The second person in People of the Century is Emmeline Pankhurst. I thought you might like some of the quotes from the chapter written by Marina Warner, a British writer.
Women were battered in demonstrations and, on hunger strikes, brutally force-fed in prison. When these measures risked taking lives, the famous Cat and Mouse Act was passed ...a dangerously weakened hunger striker would be released and the rearrested when strong enough to continue her sentence......Mrs Pankhurst, age 54 in 1912, went to prison 12 times that year. No wonder she railed, "The militancy of men, through all the centuries, has drenched the word with blood.

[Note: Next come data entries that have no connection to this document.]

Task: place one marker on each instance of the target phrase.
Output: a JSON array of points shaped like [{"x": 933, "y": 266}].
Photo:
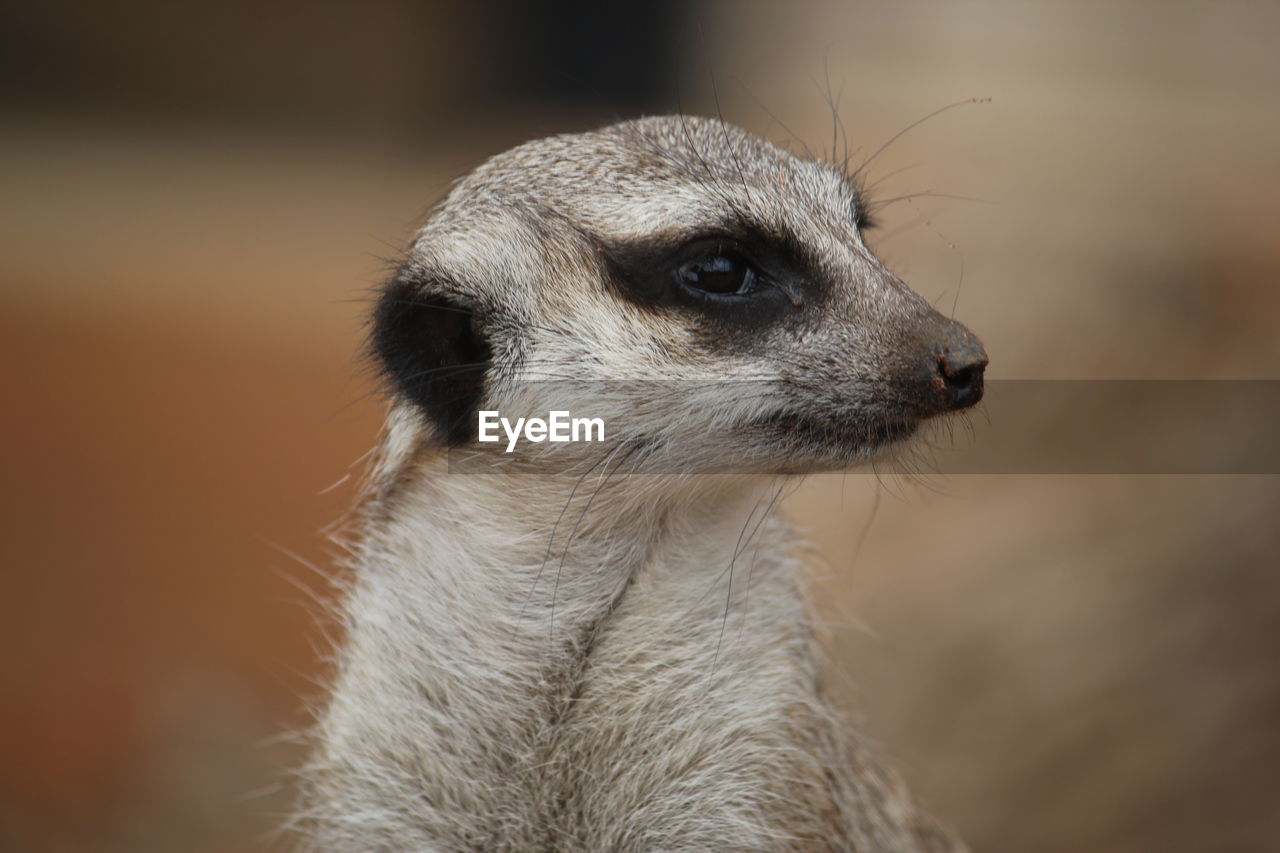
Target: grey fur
[{"x": 597, "y": 662}]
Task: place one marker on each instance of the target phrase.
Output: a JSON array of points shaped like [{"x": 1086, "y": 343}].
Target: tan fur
[{"x": 592, "y": 660}]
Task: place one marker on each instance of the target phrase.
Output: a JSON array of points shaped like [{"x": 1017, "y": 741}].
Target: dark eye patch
[{"x": 734, "y": 277}]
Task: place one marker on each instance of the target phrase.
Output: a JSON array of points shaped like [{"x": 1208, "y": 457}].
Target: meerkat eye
[{"x": 717, "y": 273}]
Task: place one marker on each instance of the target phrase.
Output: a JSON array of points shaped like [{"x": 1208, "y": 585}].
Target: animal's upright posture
[{"x": 586, "y": 660}]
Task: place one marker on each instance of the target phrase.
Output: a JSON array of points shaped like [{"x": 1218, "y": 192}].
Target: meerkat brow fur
[{"x": 590, "y": 658}]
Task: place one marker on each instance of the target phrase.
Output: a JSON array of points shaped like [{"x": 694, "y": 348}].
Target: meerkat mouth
[{"x": 835, "y": 432}]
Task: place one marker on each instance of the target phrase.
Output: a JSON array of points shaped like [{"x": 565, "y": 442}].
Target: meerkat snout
[
  {"x": 571, "y": 658},
  {"x": 680, "y": 250}
]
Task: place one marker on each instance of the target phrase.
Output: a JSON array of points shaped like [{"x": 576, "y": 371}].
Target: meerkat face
[{"x": 676, "y": 254}]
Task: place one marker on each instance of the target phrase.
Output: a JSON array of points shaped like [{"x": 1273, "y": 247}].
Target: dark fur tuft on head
[{"x": 429, "y": 347}]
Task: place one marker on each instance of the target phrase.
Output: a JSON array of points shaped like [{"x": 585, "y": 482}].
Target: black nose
[{"x": 960, "y": 368}]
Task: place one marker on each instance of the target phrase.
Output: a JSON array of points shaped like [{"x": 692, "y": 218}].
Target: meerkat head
[{"x": 684, "y": 252}]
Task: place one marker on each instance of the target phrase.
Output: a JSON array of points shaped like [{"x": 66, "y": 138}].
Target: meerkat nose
[{"x": 960, "y": 366}]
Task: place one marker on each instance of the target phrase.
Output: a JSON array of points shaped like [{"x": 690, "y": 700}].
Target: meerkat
[{"x": 539, "y": 660}]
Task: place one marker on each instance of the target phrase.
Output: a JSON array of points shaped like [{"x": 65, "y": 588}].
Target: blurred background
[{"x": 197, "y": 199}]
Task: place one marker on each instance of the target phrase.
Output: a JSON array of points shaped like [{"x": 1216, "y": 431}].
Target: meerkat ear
[{"x": 429, "y": 346}]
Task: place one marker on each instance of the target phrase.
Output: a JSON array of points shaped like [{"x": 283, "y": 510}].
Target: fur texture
[{"x": 589, "y": 657}]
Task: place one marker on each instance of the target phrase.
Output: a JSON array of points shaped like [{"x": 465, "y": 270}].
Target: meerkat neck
[
  {"x": 538, "y": 566},
  {"x": 497, "y": 669}
]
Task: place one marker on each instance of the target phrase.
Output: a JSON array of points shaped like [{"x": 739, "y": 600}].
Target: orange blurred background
[{"x": 197, "y": 201}]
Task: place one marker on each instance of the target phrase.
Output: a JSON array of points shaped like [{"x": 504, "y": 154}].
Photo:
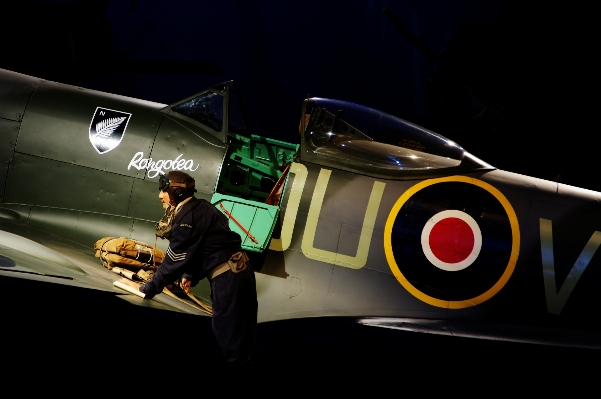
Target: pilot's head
[{"x": 174, "y": 187}]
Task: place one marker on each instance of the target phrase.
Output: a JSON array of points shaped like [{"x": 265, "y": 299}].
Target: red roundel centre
[{"x": 451, "y": 240}]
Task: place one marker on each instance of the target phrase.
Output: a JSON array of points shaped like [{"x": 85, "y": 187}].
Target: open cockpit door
[
  {"x": 252, "y": 177},
  {"x": 254, "y": 169}
]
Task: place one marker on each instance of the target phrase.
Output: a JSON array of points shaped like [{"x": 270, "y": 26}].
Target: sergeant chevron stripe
[{"x": 176, "y": 257}]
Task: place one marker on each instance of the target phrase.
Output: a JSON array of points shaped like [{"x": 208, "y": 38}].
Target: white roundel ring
[{"x": 465, "y": 237}]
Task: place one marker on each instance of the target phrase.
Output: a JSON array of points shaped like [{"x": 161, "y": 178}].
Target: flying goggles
[{"x": 165, "y": 183}]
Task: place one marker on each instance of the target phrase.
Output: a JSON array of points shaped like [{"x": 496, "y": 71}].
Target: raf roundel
[{"x": 452, "y": 242}]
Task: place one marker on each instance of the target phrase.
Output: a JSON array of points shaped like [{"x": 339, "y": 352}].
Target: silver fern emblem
[{"x": 105, "y": 128}]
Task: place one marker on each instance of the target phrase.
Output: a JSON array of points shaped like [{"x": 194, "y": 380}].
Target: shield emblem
[{"x": 107, "y": 129}]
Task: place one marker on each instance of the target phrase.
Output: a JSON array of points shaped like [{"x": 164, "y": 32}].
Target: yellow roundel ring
[{"x": 515, "y": 241}]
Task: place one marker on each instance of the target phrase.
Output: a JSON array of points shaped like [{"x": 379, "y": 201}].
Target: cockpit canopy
[{"x": 360, "y": 139}]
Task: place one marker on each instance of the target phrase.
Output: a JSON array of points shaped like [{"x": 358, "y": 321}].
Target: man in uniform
[{"x": 201, "y": 245}]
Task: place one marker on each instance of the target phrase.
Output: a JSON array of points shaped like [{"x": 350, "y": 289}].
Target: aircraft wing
[{"x": 38, "y": 259}]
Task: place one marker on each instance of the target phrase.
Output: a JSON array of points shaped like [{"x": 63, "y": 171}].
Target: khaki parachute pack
[{"x": 127, "y": 253}]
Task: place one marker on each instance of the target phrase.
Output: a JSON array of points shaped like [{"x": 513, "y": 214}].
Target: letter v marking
[{"x": 556, "y": 300}]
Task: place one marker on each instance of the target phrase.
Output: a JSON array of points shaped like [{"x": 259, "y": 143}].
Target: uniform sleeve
[{"x": 186, "y": 237}]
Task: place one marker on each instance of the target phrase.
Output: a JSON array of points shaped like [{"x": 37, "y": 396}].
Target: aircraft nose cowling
[{"x": 29, "y": 256}]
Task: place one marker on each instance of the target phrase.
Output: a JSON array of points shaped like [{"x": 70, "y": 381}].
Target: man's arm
[{"x": 186, "y": 236}]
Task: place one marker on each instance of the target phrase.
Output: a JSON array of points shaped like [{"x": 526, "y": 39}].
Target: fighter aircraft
[{"x": 367, "y": 217}]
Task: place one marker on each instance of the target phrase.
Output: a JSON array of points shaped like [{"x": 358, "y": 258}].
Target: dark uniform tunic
[{"x": 200, "y": 241}]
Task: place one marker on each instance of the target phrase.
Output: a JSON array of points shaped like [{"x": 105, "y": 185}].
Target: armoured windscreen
[
  {"x": 351, "y": 133},
  {"x": 206, "y": 108}
]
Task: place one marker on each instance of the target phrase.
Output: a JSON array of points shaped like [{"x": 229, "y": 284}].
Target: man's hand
[
  {"x": 186, "y": 284},
  {"x": 148, "y": 289}
]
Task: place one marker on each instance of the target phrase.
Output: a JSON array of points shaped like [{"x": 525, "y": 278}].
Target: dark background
[{"x": 516, "y": 85}]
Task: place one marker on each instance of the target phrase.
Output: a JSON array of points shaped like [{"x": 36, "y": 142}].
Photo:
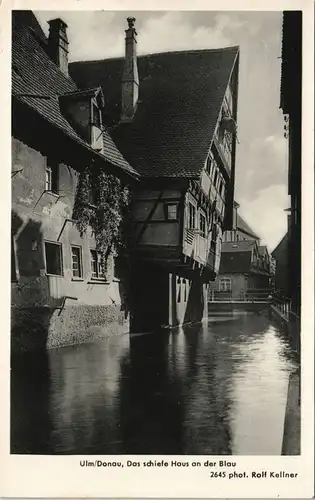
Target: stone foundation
[{"x": 37, "y": 328}]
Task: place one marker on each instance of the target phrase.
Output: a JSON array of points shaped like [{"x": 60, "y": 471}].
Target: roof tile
[
  {"x": 180, "y": 97},
  {"x": 38, "y": 82}
]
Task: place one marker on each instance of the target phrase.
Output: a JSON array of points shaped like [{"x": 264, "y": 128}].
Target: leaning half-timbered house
[{"x": 173, "y": 116}]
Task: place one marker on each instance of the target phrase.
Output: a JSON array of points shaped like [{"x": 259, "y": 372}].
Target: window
[
  {"x": 53, "y": 258},
  {"x": 225, "y": 284},
  {"x": 215, "y": 177},
  {"x": 202, "y": 225},
  {"x": 76, "y": 253},
  {"x": 229, "y": 99},
  {"x": 171, "y": 211},
  {"x": 97, "y": 265},
  {"x": 96, "y": 116},
  {"x": 179, "y": 290},
  {"x": 52, "y": 176},
  {"x": 222, "y": 189},
  {"x": 209, "y": 163},
  {"x": 191, "y": 216},
  {"x": 92, "y": 195},
  {"x": 13, "y": 264}
]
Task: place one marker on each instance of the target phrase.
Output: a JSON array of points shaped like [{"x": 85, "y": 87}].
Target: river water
[{"x": 213, "y": 389}]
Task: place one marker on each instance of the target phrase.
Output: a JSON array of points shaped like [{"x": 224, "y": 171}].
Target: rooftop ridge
[{"x": 142, "y": 56}]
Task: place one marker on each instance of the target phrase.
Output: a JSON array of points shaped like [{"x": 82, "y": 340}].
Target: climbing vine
[{"x": 102, "y": 203}]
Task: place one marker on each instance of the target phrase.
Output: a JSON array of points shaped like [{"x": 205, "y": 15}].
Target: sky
[{"x": 261, "y": 156}]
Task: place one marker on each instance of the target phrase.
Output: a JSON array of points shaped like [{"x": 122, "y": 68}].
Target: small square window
[
  {"x": 96, "y": 116},
  {"x": 171, "y": 211},
  {"x": 97, "y": 265},
  {"x": 191, "y": 216},
  {"x": 52, "y": 176},
  {"x": 202, "y": 225},
  {"x": 225, "y": 285},
  {"x": 76, "y": 253},
  {"x": 53, "y": 258}
]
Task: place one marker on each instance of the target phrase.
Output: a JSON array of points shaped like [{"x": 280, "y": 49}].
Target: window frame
[
  {"x": 190, "y": 204},
  {"x": 167, "y": 205},
  {"x": 96, "y": 122},
  {"x": 98, "y": 277},
  {"x": 59, "y": 245},
  {"x": 79, "y": 248},
  {"x": 203, "y": 231},
  {"x": 225, "y": 288},
  {"x": 52, "y": 171},
  {"x": 14, "y": 270}
]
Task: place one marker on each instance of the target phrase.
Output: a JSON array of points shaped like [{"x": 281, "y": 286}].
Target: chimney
[
  {"x": 58, "y": 44},
  {"x": 130, "y": 78}
]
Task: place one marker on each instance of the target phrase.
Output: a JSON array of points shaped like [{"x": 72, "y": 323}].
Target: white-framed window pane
[
  {"x": 225, "y": 285},
  {"x": 96, "y": 116},
  {"x": 52, "y": 175},
  {"x": 53, "y": 258},
  {"x": 97, "y": 265},
  {"x": 76, "y": 262},
  {"x": 202, "y": 224},
  {"x": 93, "y": 263},
  {"x": 171, "y": 211},
  {"x": 192, "y": 216},
  {"x": 48, "y": 179}
]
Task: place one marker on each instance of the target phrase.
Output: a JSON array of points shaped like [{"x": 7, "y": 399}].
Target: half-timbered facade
[{"x": 179, "y": 133}]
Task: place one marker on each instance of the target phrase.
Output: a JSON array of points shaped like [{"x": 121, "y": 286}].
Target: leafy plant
[{"x": 102, "y": 203}]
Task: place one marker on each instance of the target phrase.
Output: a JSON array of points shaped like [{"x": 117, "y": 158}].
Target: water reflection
[{"x": 214, "y": 389}]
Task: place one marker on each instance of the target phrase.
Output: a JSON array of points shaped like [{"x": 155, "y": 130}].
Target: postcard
[{"x": 158, "y": 329}]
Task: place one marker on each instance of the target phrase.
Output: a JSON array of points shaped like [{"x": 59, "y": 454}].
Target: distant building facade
[
  {"x": 280, "y": 254},
  {"x": 291, "y": 105},
  {"x": 245, "y": 264}
]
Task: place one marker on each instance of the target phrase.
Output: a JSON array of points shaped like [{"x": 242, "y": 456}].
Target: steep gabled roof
[
  {"x": 180, "y": 97},
  {"x": 243, "y": 226},
  {"x": 38, "y": 83}
]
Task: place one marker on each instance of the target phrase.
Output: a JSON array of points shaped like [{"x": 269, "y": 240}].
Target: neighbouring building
[
  {"x": 291, "y": 103},
  {"x": 61, "y": 292},
  {"x": 162, "y": 126},
  {"x": 240, "y": 230},
  {"x": 280, "y": 254},
  {"x": 245, "y": 264},
  {"x": 173, "y": 116}
]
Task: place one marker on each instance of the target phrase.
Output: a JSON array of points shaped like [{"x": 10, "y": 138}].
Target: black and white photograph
[
  {"x": 158, "y": 291},
  {"x": 156, "y": 233}
]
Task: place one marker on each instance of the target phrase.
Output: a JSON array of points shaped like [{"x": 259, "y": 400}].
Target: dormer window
[
  {"x": 96, "y": 126},
  {"x": 82, "y": 109},
  {"x": 96, "y": 116},
  {"x": 52, "y": 176}
]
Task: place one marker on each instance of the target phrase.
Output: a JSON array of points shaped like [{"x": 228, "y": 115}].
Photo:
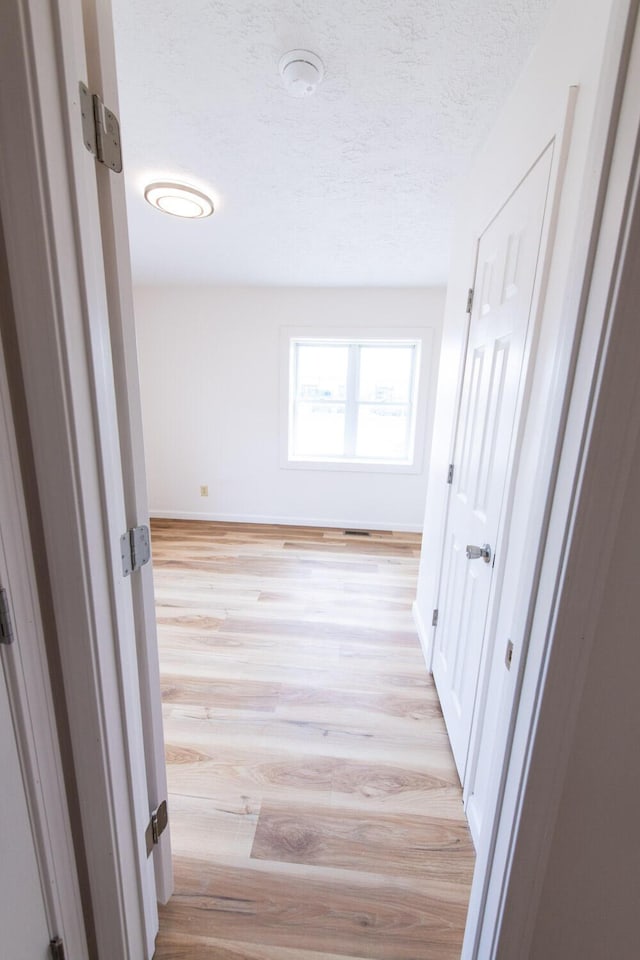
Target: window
[{"x": 353, "y": 401}]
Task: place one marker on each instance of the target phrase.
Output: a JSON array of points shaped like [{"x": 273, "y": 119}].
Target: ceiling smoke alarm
[{"x": 301, "y": 71}]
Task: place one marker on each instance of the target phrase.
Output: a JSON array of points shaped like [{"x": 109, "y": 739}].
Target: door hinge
[
  {"x": 100, "y": 130},
  {"x": 470, "y": 300},
  {"x": 156, "y": 827},
  {"x": 6, "y": 626},
  {"x": 56, "y": 948},
  {"x": 135, "y": 549}
]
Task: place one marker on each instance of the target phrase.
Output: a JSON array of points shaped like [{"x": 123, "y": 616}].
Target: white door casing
[
  {"x": 508, "y": 254},
  {"x": 23, "y": 919},
  {"x": 50, "y": 210}
]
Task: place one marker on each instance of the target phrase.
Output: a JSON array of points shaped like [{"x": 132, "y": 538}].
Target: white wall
[{"x": 210, "y": 382}]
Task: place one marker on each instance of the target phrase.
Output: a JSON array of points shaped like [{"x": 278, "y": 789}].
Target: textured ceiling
[{"x": 354, "y": 185}]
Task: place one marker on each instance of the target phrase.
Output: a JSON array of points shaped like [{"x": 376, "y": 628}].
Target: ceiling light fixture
[
  {"x": 179, "y": 199},
  {"x": 302, "y": 72}
]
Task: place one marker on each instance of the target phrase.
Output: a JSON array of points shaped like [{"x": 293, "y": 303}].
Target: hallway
[{"x": 314, "y": 803}]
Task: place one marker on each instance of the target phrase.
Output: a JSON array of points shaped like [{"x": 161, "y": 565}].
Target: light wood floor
[{"x": 315, "y": 808}]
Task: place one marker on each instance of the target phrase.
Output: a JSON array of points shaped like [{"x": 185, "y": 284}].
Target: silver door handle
[{"x": 475, "y": 553}]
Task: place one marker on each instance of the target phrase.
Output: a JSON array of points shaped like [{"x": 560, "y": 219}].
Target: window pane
[
  {"x": 382, "y": 432},
  {"x": 321, "y": 372},
  {"x": 318, "y": 430},
  {"x": 385, "y": 374}
]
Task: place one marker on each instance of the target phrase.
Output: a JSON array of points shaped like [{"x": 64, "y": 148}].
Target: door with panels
[{"x": 508, "y": 256}]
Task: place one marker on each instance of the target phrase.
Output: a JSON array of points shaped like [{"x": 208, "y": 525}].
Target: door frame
[
  {"x": 101, "y": 66},
  {"x": 558, "y": 148},
  {"x": 65, "y": 380}
]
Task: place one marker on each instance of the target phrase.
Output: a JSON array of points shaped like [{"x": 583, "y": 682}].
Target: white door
[
  {"x": 23, "y": 920},
  {"x": 508, "y": 254}
]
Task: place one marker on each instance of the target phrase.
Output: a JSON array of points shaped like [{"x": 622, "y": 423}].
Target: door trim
[
  {"x": 49, "y": 206},
  {"x": 26, "y": 672}
]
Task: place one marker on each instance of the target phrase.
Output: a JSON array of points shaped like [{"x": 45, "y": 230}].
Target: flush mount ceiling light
[
  {"x": 178, "y": 199},
  {"x": 301, "y": 71}
]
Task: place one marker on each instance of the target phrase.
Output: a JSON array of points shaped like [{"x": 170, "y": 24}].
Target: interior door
[
  {"x": 23, "y": 920},
  {"x": 507, "y": 261}
]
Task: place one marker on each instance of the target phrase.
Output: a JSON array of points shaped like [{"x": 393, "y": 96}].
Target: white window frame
[{"x": 418, "y": 337}]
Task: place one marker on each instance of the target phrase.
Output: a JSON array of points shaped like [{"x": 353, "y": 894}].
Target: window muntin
[{"x": 353, "y": 401}]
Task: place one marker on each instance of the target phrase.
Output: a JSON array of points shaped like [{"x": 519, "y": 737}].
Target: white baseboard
[
  {"x": 423, "y": 634},
  {"x": 286, "y": 521}
]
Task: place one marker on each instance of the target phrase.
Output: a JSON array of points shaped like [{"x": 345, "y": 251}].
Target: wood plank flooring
[{"x": 315, "y": 808}]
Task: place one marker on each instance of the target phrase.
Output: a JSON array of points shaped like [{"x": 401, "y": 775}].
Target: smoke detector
[{"x": 301, "y": 71}]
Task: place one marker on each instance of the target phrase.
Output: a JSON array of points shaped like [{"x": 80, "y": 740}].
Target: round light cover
[
  {"x": 179, "y": 200},
  {"x": 301, "y": 71}
]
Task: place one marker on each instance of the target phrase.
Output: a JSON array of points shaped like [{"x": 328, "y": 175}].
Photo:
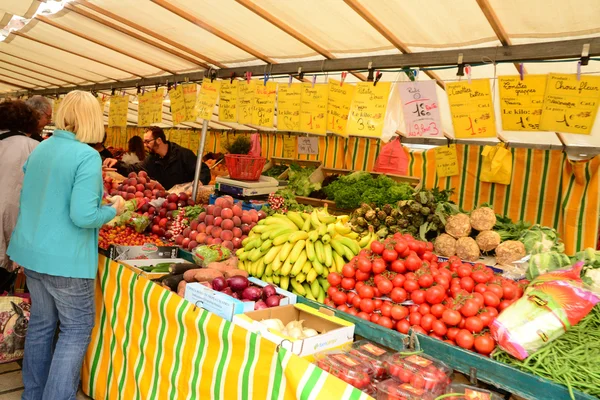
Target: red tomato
[
  {"x": 418, "y": 296},
  {"x": 403, "y": 326},
  {"x": 399, "y": 312},
  {"x": 377, "y": 247},
  {"x": 378, "y": 266},
  {"x": 334, "y": 279},
  {"x": 426, "y": 321},
  {"x": 348, "y": 283},
  {"x": 410, "y": 285},
  {"x": 367, "y": 306},
  {"x": 437, "y": 310},
  {"x": 389, "y": 255},
  {"x": 451, "y": 317},
  {"x": 465, "y": 339},
  {"x": 491, "y": 299},
  {"x": 425, "y": 280},
  {"x": 474, "y": 324},
  {"x": 348, "y": 271},
  {"x": 398, "y": 295},
  {"x": 484, "y": 344},
  {"x": 398, "y": 266}
]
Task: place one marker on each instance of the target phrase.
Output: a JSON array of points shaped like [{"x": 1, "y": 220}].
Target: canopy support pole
[{"x": 199, "y": 159}]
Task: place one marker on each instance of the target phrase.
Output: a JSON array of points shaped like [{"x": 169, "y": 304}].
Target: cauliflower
[{"x": 483, "y": 219}]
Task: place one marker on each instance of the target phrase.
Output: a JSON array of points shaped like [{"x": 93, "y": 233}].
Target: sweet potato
[
  {"x": 235, "y": 272},
  {"x": 207, "y": 275}
]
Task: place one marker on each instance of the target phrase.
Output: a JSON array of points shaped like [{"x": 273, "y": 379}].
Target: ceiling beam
[
  {"x": 557, "y": 50},
  {"x": 261, "y": 12},
  {"x": 101, "y": 43},
  {"x": 22, "y": 35},
  {"x": 386, "y": 33},
  {"x": 135, "y": 35},
  {"x": 148, "y": 32}
]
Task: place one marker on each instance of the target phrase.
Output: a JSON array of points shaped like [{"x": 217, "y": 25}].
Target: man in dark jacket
[{"x": 168, "y": 163}]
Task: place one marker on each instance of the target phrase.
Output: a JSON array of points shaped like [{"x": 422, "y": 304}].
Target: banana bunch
[{"x": 296, "y": 251}]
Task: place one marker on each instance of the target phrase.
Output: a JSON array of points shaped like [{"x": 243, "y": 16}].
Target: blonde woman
[{"x": 56, "y": 241}]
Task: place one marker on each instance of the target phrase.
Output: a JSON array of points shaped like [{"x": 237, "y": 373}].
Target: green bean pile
[{"x": 572, "y": 360}]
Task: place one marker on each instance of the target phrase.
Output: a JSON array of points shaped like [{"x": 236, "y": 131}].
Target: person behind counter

The militancy of women has harmed no human life save the lives of those who fought the battle of righteousness.
Don't you love victorian rhetoric?
While she was bent on sweeping away the limits of gender, she envisioned society transformed by feminine energies........She wrote, "We want to help women...We want to gain them all the rights and protection that the laws can give them. And, above all, we want the good influence of women to tell to its greatest extent in the social and moral questions of our time. But we cannot do that unless we have the vote and are recognized as citizens and voices to be listened to........we are here, not because we are lawbreakers; we are here in our efforts to become lawmakers." .........Joan of Arc was the suffragists' mascot. Boadicea their goddess, and Mrs Pankhurst the true inheritor of the armed maidens of heroic legend.
Alice Paul worked with the Pankhursts in 1909/10 and was also jailed and forced fed. She then, in 1910, brought that militancy back home and used those tactics of parades and demonstrations here in the U.S., also being arrested and forced fed, until the suffrage amendment was passed in 1920. She organized the first demonstrations ever held in front of the White House.